天堂口
短篇小說
作者:朱和風
天涯背著一箕畚剛挖來的筍回到後山坡,就聽到家門口傳來的敲門聲,她的心一下子揪緊。天涯害怕有人來找她,找她的人都嚷著要她還錢。她哪裏還有錢啊!天涯常常哀歎自己命苦,二十七歲那年,一家人剛剛搬進新造的二層小樓,搞運輸的丈夫突然離奇地在村口墜崖身亡。
丈夫除了給她留下六歲的女兒、四歲的兒子外,還留下一大筆造房的債。天涯本來指望丈夫搞運輸掙錢還債,可丈夫一死,指望落空。一個月後,小樓賣給了黃大華,她拖著一對兒女回到後山坡的舊院,過著粗茶淡飯、補破遮寒的生活。

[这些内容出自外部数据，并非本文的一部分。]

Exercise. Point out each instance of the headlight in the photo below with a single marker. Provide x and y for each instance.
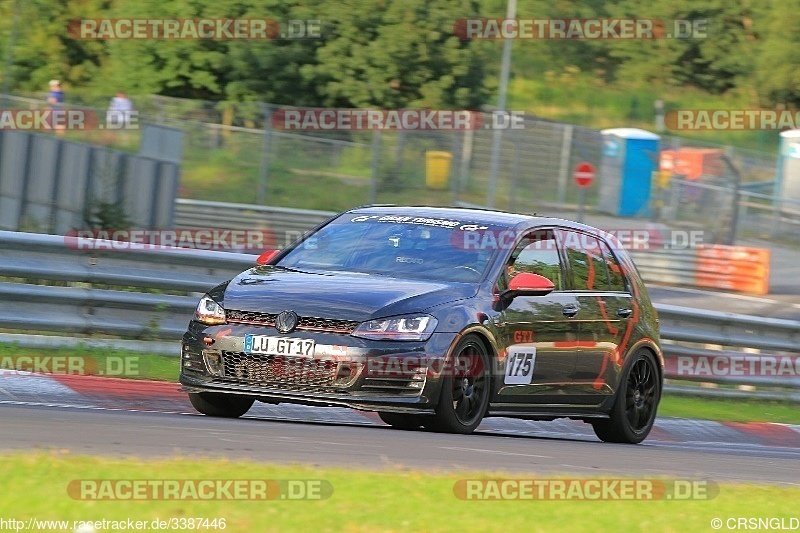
(209, 312)
(401, 328)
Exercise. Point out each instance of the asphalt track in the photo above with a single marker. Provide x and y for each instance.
(105, 416)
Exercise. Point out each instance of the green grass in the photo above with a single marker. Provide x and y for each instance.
(35, 485)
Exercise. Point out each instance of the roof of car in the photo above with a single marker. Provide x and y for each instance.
(471, 214)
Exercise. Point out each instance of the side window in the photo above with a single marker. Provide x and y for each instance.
(586, 262)
(537, 253)
(616, 278)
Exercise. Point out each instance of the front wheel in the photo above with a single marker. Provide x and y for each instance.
(464, 397)
(221, 405)
(634, 411)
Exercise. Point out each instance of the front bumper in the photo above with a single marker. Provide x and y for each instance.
(344, 370)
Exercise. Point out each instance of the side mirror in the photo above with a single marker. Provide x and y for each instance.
(266, 257)
(526, 284)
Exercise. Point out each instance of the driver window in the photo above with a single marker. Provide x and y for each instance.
(537, 253)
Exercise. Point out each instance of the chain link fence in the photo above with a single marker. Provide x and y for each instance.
(232, 153)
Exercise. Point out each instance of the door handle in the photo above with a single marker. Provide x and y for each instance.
(570, 310)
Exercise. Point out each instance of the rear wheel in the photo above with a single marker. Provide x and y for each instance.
(221, 405)
(634, 411)
(402, 421)
(465, 389)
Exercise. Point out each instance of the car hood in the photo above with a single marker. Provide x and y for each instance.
(343, 296)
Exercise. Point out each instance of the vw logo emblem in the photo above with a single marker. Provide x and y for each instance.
(286, 322)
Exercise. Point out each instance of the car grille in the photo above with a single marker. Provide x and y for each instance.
(304, 322)
(276, 370)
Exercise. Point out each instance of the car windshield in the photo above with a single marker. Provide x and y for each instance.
(397, 246)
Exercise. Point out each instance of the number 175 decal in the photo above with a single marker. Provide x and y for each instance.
(519, 366)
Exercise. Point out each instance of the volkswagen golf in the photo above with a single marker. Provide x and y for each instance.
(435, 318)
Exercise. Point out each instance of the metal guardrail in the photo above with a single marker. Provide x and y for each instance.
(52, 287)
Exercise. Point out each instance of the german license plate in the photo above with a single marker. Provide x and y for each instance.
(289, 347)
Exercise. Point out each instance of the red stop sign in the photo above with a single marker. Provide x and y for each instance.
(583, 174)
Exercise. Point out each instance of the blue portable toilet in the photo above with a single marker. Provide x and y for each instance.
(630, 156)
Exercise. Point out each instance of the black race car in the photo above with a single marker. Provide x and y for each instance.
(435, 318)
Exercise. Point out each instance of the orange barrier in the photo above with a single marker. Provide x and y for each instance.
(735, 268)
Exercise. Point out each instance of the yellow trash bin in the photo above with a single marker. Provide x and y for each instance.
(437, 169)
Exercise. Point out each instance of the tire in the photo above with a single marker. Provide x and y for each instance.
(466, 385)
(402, 421)
(221, 405)
(634, 411)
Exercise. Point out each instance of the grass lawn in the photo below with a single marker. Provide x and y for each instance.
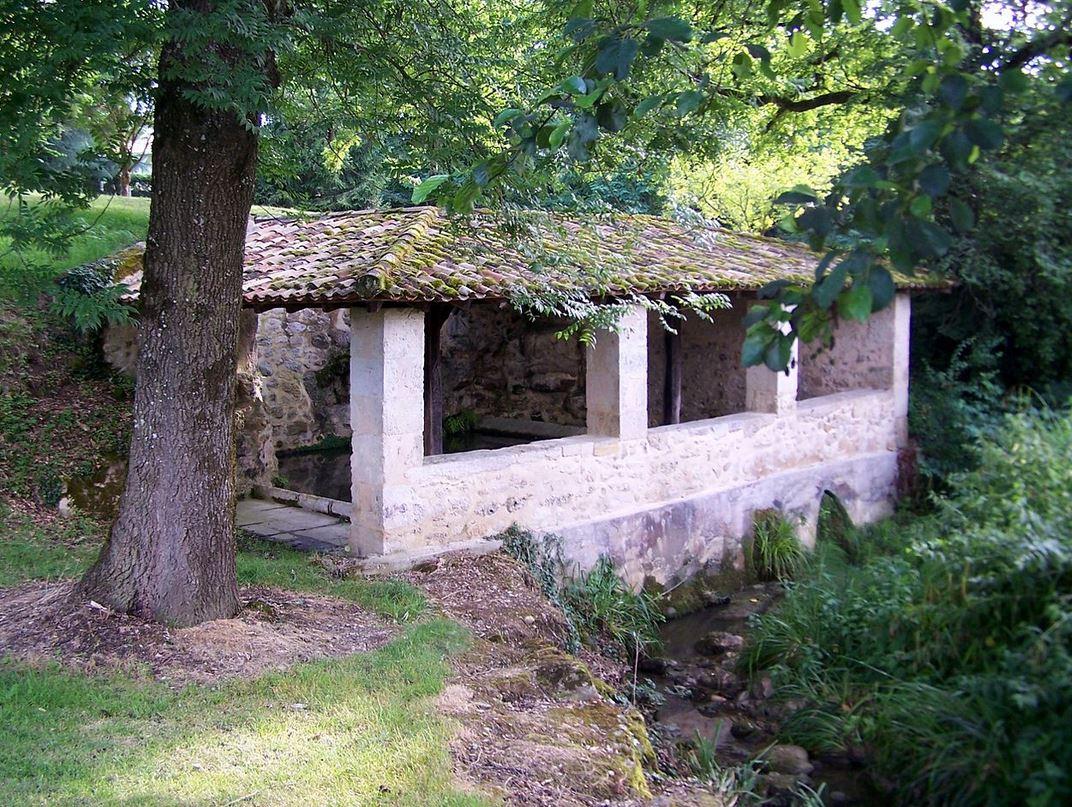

天涯從草垛裏探出半個臉,眼前飄著的幾綹茅草影響了她的視線,她憋住呼吸,小心地用手指撩開茅草。忽然,像山岩皸裂一樣,一個深不可測的洞穴出現在她的眼中,洞穴深處,晃動著蝌蚪一樣的人影。天涯使勁地眨巴著眼,像偷窺見不得人的事似地凝神望去,原來是鄉派出所大嘴民警李斌帶著兩個陌生警察在敲她家的門。天涯大惑不解,鄉派出所共計四個警察、六個協警,十張臉就是燒成灰她也認識,怎麼會有她不認識的警察?天涯靠在草垛上冥思了五六分鍾,最終得出結論,兒子小暉又出事了,而且是出了大事,連陌生的警察也找上門來了。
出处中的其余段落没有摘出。